Concept: Gestell as a system that can exist only if the current one is utterly eradicated and its purpose utterly ignored. In effect, technology places itself at the center of the conceptual universe - obliterating the "actual" need or purpose, obliterating any alternative to itself.

(EN: A similar argument is made by Auberon Herbert, among others, regarding the nature of government in society: it enters on the premise of addressing a problem, does not adequately do so, applies additional government to either remedy that or convince people that it is adequate, then creates additional problems, prescribes more government to deal with the problems that it created, and prevents the consideration of the obvious - that it should just get out and leave well enough alone.)

The danger in addressing the problem is that one is dismissed as a luddite, a "reactionary critic of technology" and progress. Discussion is limited to ways in which the technology should be improved or adapted to overcome its shortcomings, to ways in which humans should be forced to act or refrain from acting to support the technology, and even to questioning whether the goals to which the technology were implemented are accurate or valid.

The author suggests a few means of dealing with a toxic Gestell: To return to the original rationale. Any system is implemented to accomplish a goal, and if you can focus on the goal (rather than system-centric thinking), the flaws become obvious. At that point, a proposal to switch to a newer, better, or different system is more likely to gain acceptance.

A Final Case Study

The author describes a proposed solution for marketing new drugs, which is inherently information-intensive: one must make doctors in various locations aware of its existence, its purpose, its advantages, its side-effects, etc. so they may choose to prescribe it to their patients.

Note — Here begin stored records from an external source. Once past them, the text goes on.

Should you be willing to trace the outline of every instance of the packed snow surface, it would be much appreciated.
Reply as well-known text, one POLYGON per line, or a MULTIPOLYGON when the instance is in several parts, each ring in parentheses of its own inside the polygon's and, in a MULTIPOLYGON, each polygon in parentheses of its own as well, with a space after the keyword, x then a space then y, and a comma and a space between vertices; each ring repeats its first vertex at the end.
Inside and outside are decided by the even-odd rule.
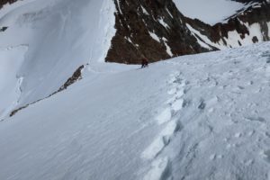
POLYGON ((0 70, 4 68, 0 75, 8 78, 0 77, 0 118, 56 92, 81 65, 91 62, 94 71, 104 64, 115 34, 114 12, 112 0, 23 0, 4 5, 0 29, 8 29, 0 32, 0 70))
POLYGON ((104 64, 114 72, 90 64, 0 122, 0 179, 268 180, 269 50, 104 64))
POLYGON ((231 0, 173 0, 185 16, 209 24, 223 22, 245 5, 231 0))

A major pharmaceuticals firm (Hoffman-La Roche) established a strategic marketing division to oversee and streamline the marketing activities for a wide array of drugs to the global market. This division created "MedNet" as a technology to support this task.

Over eight years, the company poured resources into the system, but ultimately abandoned it because it had high costs and was largely ineffective, to be replaced by a suite of internet and intranet applications. Unfortunately, this system fared no better. While less expensive, it was no more effective: it restricted the ways in which information could be provided.

Some product managers broke from the system, and began to develop stand-alone Web sites, outside of the system, to market their products, and achieved better results. Top management, recognizing the value of letting things happen organically, shut down the MedNet system in favor of decentralized marketing for products (which is where they started off) and reduced "strategic marketing" to a supporting role.